Lévesque, a unique case
Former MP Dave Turcotte is the creator, on the Web, of the Virtual Museum of Political History of Quebec. “While waiting to one day have a real museum dedicated to Quebec’s political heritage, I promote it in this way. Among the innumerable objects that he owns or that he has been able to see dedicated to Canadian prime ministers, the case of Lévesque appears to him to be almost unique.
“In popular art, it’s almost infinite, the representations of Mr. Lévesque. 35 years after his death, it still happens. On August 24, in Saint-Jean-sur-Richelieu, for example, I was invited to inaugurate a commemorative painting dedicated to Mr. Lévesque. »
There is also a René-Lévesque medal, the highest distinction awarded by the Mouvement national des Québécoises and Québécois. It was given to Bernard Landry, posthumously, in 2019.

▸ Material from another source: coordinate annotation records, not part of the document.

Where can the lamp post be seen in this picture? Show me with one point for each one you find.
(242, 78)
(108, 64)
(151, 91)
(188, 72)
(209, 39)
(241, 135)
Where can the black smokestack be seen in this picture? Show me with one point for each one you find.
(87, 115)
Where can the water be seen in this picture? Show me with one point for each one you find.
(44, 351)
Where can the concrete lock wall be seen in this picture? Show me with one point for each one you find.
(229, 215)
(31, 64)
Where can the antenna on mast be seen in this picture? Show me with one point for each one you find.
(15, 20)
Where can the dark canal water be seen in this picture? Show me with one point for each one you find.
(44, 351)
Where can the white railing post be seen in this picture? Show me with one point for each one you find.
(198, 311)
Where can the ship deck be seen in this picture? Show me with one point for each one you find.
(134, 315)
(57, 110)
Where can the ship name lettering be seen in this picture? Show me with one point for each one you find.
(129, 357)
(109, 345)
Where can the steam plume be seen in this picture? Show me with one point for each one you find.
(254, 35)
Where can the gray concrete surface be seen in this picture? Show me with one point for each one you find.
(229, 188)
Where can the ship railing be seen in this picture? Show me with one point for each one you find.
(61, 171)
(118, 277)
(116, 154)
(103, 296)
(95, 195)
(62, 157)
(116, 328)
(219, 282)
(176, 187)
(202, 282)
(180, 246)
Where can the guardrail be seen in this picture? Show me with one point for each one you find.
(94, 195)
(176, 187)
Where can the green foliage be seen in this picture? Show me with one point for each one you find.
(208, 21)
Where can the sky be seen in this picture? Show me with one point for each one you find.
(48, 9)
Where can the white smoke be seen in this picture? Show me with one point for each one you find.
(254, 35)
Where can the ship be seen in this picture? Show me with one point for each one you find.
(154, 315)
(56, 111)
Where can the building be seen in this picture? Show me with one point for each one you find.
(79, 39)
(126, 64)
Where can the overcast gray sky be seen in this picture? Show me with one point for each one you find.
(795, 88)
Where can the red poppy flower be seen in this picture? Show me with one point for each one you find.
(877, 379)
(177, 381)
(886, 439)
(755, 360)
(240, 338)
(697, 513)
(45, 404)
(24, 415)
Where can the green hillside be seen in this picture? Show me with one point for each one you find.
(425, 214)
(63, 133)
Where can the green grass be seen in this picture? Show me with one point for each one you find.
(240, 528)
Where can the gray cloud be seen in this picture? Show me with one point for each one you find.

“Duplessis saw a few objects commemorating him after his death, but nothing comparable” to René Lévesque, explains collector Dave Turcotte. “Even on the scale of Canada — of which I am not a specialist in political heritage — I think that Lévesque constitutes a special case. In the case of René Lévesque, in any case, it is almost infinite everything that has been devoted to him post mortem. »
Who else, wonders aloud the ex-deputy, has seen so many television series, documentaries or fictions, at the same time as medallions, vinyl records, DVDs, VHS, commemorative posters, t-shirts, key chains, pins, buttons, medals, canvases?